Some people need will really to continue using Windows 7 after support ends on January 14th 2020. This will be for mission-critical purposes, such as operating machinery or static equipment. If this is the case you should ensure that the PC is completely isolated from the Internet, with both inbound and outbound connections blocked.
To achieve this, search in the Windows 7 Start Menu for Firewall and run Windows Firewall with Advanced Security when it appears in the search results. From the main Advanced Firewall screen, click the Windows Firewall Properties link, and you can set the state of both inbound and outbound connections to Block, making sure inbound connections is set to Block all connections.

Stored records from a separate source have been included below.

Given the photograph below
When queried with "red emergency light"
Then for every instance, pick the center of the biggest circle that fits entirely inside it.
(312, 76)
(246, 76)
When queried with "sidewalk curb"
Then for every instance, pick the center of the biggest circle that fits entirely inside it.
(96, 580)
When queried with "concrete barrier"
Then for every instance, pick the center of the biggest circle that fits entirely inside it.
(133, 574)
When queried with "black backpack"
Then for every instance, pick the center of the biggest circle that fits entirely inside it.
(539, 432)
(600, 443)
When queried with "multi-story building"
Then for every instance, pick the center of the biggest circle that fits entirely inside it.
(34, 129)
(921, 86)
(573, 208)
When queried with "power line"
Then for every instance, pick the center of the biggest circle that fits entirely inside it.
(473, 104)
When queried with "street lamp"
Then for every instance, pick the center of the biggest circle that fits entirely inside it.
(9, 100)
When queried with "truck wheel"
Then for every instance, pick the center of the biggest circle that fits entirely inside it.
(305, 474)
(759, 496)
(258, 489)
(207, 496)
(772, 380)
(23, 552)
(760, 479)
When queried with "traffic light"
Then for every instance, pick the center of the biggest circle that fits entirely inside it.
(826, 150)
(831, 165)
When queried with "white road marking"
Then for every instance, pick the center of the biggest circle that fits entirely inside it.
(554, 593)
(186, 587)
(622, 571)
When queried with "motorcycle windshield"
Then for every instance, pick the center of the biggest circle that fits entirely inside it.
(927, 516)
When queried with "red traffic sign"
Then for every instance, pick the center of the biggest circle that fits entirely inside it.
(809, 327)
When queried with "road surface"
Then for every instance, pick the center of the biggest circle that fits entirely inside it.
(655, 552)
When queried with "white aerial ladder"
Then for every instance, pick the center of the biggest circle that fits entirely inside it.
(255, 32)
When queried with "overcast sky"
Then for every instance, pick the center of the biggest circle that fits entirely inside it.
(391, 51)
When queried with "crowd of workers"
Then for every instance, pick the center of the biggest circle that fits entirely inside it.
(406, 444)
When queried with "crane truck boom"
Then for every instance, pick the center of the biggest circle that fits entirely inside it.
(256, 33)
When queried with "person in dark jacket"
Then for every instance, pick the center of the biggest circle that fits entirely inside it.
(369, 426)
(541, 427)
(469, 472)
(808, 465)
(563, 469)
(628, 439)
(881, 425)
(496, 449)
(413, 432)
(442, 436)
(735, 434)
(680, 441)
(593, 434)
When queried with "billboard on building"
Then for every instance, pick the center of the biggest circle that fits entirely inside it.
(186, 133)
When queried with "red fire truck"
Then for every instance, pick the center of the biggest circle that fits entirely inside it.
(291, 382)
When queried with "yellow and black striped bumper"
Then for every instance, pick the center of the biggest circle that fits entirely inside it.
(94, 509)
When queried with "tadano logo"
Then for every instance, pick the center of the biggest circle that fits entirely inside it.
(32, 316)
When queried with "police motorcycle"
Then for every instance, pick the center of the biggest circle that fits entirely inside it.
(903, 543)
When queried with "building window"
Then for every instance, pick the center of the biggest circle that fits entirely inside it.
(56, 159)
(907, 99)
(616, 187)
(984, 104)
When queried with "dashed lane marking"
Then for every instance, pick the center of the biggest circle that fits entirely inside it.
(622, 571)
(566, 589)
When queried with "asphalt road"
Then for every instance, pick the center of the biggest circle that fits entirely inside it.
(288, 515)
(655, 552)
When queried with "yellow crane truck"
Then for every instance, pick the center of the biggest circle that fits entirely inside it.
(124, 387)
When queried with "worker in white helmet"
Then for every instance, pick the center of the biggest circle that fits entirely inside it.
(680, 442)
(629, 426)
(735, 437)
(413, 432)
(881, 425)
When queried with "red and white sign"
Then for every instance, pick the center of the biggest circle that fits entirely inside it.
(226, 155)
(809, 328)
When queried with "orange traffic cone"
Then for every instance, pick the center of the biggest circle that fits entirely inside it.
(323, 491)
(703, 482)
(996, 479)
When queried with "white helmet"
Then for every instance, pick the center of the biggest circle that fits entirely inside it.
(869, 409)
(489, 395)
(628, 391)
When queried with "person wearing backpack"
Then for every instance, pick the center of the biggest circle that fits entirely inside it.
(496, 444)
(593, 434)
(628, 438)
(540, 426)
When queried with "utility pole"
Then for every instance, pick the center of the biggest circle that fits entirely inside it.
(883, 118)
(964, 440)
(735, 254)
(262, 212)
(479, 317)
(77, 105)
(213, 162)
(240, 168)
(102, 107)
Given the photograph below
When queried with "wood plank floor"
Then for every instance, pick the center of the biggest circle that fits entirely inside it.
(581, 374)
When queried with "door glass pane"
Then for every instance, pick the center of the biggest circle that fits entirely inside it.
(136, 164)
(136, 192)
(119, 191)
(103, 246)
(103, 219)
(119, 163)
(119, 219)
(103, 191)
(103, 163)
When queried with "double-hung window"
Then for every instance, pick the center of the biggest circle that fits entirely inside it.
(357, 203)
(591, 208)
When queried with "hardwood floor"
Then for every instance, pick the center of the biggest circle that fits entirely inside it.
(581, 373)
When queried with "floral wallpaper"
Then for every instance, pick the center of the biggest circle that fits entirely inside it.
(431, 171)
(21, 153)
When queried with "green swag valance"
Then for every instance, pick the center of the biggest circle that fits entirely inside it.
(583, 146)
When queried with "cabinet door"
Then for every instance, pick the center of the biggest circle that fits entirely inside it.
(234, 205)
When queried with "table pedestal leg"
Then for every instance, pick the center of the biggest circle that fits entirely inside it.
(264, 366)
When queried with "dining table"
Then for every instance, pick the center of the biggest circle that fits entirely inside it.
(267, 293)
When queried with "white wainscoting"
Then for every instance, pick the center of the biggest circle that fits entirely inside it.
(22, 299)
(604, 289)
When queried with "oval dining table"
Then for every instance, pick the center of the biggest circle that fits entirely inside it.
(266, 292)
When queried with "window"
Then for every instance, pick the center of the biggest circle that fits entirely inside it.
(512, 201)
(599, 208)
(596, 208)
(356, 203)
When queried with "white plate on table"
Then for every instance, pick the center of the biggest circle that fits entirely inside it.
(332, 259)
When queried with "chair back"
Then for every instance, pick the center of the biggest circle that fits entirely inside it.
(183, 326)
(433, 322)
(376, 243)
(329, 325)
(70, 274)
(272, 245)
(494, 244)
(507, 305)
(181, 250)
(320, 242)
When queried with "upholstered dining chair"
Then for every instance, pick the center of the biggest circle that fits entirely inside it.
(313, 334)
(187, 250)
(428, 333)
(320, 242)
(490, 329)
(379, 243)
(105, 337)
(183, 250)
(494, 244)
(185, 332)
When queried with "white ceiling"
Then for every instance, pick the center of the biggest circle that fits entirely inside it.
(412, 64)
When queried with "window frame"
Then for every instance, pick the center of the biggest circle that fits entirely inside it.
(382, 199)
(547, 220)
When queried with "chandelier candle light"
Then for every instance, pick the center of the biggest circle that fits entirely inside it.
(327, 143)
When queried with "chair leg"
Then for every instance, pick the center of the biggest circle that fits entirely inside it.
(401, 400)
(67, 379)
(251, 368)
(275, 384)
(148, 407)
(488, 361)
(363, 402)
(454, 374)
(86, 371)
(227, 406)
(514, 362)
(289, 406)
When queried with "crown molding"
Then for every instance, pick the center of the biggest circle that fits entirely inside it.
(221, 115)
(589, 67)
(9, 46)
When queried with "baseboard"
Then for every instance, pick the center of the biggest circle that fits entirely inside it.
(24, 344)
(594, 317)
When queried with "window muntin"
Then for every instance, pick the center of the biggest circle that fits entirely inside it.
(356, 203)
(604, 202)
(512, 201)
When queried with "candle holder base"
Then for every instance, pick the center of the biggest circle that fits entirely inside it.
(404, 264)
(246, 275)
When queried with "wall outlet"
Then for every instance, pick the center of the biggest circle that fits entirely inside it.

You should make this change for all three network types, Domain, Private, and Public.
You can then allow connections to devices and PCs on your local network, though please remember to only grant access to devices that Windows 7 machine really needs access to, as a malware infected computer or device could then transfer that malware to the unprotected and unpatched Windows 7 PC.
To allow access to your local network, click Outbound rules and then in the right-side panel click New Rule. Choose the Custom rule type and under the Scope link on the right side of the wizard, add the local IP address, or addresses, or the IP address range you wish to grant access to.
At the next screen, Allow the connection optionally choosing to allow it only if the connection is encrypted between the computers at both ends. Set the rule to only apply to Private networks, and save the rule. You will now be able to access resources on your local network using Windows 7, but any inbound and outbound traffic to and from the Internet will be automatically blocked.